Spiro Agnew's downfall had nothing to do with the Watergate scandal.
True, but the overall Watergate atmosphere contributed greatly to Agnew's downfall. Absent Watergate, it's quite likely that the Agnew corruption would have been swept under the rug, and he would have served out his term as VP.
Without the Agnew resignation, Ford would never have been a factor. As Mike said, he had no interest in being president or even vp until it was thrust upon him.
Keep in mind that the 1973-77 period would have been a tough one even without Watergate. The economy was doing poorly, largely because of the residual effects of economic mismanagement by LBJ and Nixon.

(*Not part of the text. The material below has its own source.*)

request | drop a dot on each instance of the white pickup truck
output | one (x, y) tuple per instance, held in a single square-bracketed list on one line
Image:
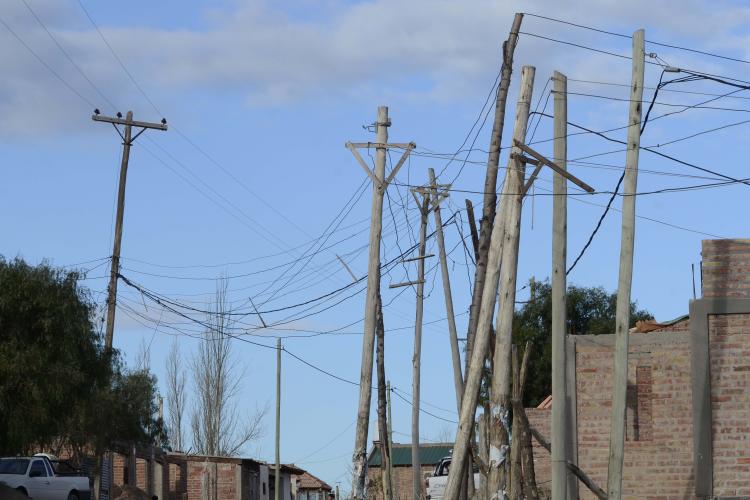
[(40, 478), (439, 478)]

Nixon's administration signed a tenuous Vietnam "peace" treaty in early 1973 that withdrew American troops, while leave North Vietnamese occupation troops in place in South Vietnam. Nixon expressed determination to enforce the ceasefire accord, meaning that North Vietnam was not permitted to reinforce or add to those troops (a provision they flagrantly violated), but was stripped of the ability to do so as his power ebbed away due to Watergate. Without Watergate, Nixon probably would have renewed bombing of North Vietnam by early 1974, and the Vietnam controversy would have been prolonged, in any case. As it turns out, Nixon was forced to ignore North Vietnamese violations of the peace treaty, but the situation had not yet reached a crisis point when he left office. He passed the problem on to Ford, who basically had no choice but to abdicate on Nixon's promises to South Vietnamese president Thieu and abandon South Vietnam.
The point of all this is is that Ford's abandonment of the South Vietnamese was a large but unspoken reason why Reagan challenged Ford for the 1976 nomination, and the resultant rightward turn in the Republican party. I think that if Nixon had renewed bombing and prolonged the Vietnam controversy, it would have worked against the Republicans, and made a Democratic victory more likely in 1976, because by then Americans wanted no part of the war, especially after Nixon essentially oversold the 1973 peace treaty as promising the end of the agonizing US involvement there.
So I have to vote "none of the above." Without Watergate, the Democratic candidate would most definitely not have been Carter. Humphrey was out for health reasons. Given the likely political alignment and reaction to what Nixon's second term policies would have been, the Democratic candidate would most likely have been a classic liberal in the Mondale-Humphrey mode. Maybe even someone like Ted Kennedy, though not Ted himself because of his personal baggage, which included Chappaquiddick and his severely alcoholic then-wife.